The DTA-1 monoclonal antibody specifically binds to GITR [Glucocorticoid-induced Tumor necrosis factor (TNF) receptor family-Related], a 66-70-kDa homodimer glycoprotein that is a member of the TNF receptor superfamily and is also known as TNFRSF18 and CD357. As its name implies, GITR expression was first detected in T lymphocytes that had been treated with dexamethasone, a glucocorticoid. In normal naive mice, GITR is expressed at moderate levels on CD25-positive/CD4-positive/CD8a-negative thymocytes and on CD25-positive/CD4-positive/CD45RB-low splenocytes. It is also expressed at low levels on splenic CD25-negative/CD4-positive/CD45RB-low T lymphocytes, B lymphocytes, macrophages, and dendritic cells. Activation of T and B lymphocytes upregulates GITR expression. GITR is a costimulatory receptor that plays an important role in Regulatory T (Treg)-cell functions, and a GITR Ligand has been detected on B lymphocytes, macrophages, and dendritic cells. mAb DTA-1 abrogates suppression by Treg cells without affecting their proliferative response, while it is co-stimulatory for T lymphocytes that are not Treg cells.

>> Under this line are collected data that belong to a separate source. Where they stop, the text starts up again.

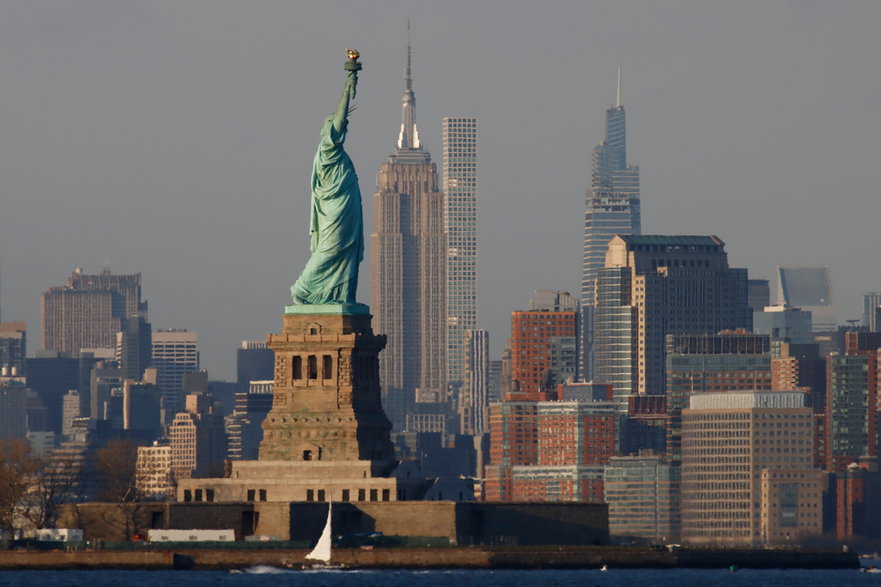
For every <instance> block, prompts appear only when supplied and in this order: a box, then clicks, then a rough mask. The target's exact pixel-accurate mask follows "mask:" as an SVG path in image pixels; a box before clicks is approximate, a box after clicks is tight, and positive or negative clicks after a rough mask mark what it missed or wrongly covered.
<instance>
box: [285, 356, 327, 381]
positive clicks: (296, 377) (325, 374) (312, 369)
mask: <svg viewBox="0 0 881 587" xmlns="http://www.w3.org/2000/svg"><path fill="white" fill-rule="evenodd" d="M292 371H293V373H292V376H293V378H294V379H295V380H300V379H303V378H304V377H303V357H300V356H295V357H294V358H293V365H292ZM321 371H322V373H321V376H322V378H323V379H333V357H332V356H330V355H323V356H322V357H321ZM306 377H307V378H308V379H318V356H317V355H309V356H308V357H307V358H306Z"/></svg>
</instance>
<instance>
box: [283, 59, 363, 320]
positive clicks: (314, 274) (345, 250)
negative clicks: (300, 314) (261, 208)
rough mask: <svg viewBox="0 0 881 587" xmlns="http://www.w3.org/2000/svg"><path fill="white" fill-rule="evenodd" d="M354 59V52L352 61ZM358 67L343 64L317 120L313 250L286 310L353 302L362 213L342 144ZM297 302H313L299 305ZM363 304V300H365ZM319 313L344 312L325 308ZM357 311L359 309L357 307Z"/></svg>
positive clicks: (359, 304) (357, 81)
mask: <svg viewBox="0 0 881 587" xmlns="http://www.w3.org/2000/svg"><path fill="white" fill-rule="evenodd" d="M350 63H356V64H357V62H356V61H354V58H353V60H352V62H350ZM358 69H359V68H353V67H351V66H349V67H346V84H345V88H344V89H343V96H342V98H341V99H340V103H339V105H338V106H337V110H336V113H335V114H333V115H331V116H328V117H327V118H326V119H325V120H324V124H322V126H321V142H320V143H319V145H318V151H317V152H316V153H315V159H314V161H313V164H312V210H311V216H310V224H309V236H310V247H309V248H310V250H311V252H312V256H311V257H310V258H309V261H308V262H307V263H306V267H305V268H304V269H303V272H302V273H301V274H300V277H299V278H297V281H296V282H295V283H294V285H293V286H291V295H292V298H293V302H294V305H293V306H287V307H286V308H285V311H286V313H288V314H293V313H309V314H313V313H319V312H318V310H317V309H316V308H315V307H314V306H318V305H321V306H328V305H349V306H356V305H357V306H360V305H361V304H356V301H355V293H356V291H357V289H358V266H359V264H360V263H361V260H362V259H363V258H364V219H363V215H362V211H361V191H360V189H359V188H358V176H357V175H356V173H355V166H354V165H353V164H352V160H351V159H350V158H349V155H348V154H347V153H346V151H345V149H343V144H344V143H345V140H346V131H347V128H348V115H349V104H350V102H351V100H353V99H354V98H355V88H356V86H357V85H358ZM299 306H304V307H306V306H312V308H311V309H308V310H307V309H304V310H303V311H299V310H292V309H294V308H297V307H299ZM365 307H366V306H365ZM323 313H344V312H327V311H326V310H325V311H323ZM356 313H362V312H356Z"/></svg>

The antibody was conjugated to an oligonucleotide that contains an antibody clone-specific barcode (ABC) flanked by a poly-A tail on the 3' end and a PCR handle (PCR primer binding site) on the 5' end. The ABC for this antibody was designed to be used with other BD AbSeq oligonucleotides conjugated to other antibodies. All AbSeq ABC sequences were selected in silico to be unique from human and mouse genomes, have low predicted secondary structure, and have high Hamming distance within the BD AbSeq portfolio, to allow for sequencing error correction and unique mapping. The poly-A tail of the oligonucleotide allows the ABC to be captured by the BD Rhapsody™ system. The 5' PCR handle allows for efficient sequencing library generation for Illumina sequencing platforms.
NOTE: The BD Rhapsody Single-Cell Analysis System must be used with the BD Rhapsody Express Instrument.